Thirty years ago Wysocki and Brooke [14] noted that the oral manifestation of CGD was briefly alluded to, and variously described as, "ulcerative stomatits", "compatible with aphthous stomatitis", and "stomatitis". Today, this observation is still valid as most studies in CGD still refer to the oral complications with the same non specific terminology such as "gingivostomatitis" [17], "ulcerative stomatits", "gingivitis", and "periodentitis" [1, 28, 36] making it difficult both to make accurate comparisons between studies, and to describe the spectrum of the oral lesions.

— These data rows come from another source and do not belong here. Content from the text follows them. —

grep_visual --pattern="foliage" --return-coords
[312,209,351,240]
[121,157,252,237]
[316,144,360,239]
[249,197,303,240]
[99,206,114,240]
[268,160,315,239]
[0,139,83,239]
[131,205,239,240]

We therefore suggest that more specific terms be used instead to describe the oral manifestations in CGD.

Conclusion

This study shows that CGD patients may have a high frequency and variable presentations of oral complications. Other social and genetic factors may influence the development of such complications. On a histological level, they may develop nonspecific chronic mucositis characterized by lymphocytic aggregation. The oral cavity can be a potential source of infection, especially if oral hygiene is neglected. Specialized dental care and regular dental attendance are crucial in the management of these patients.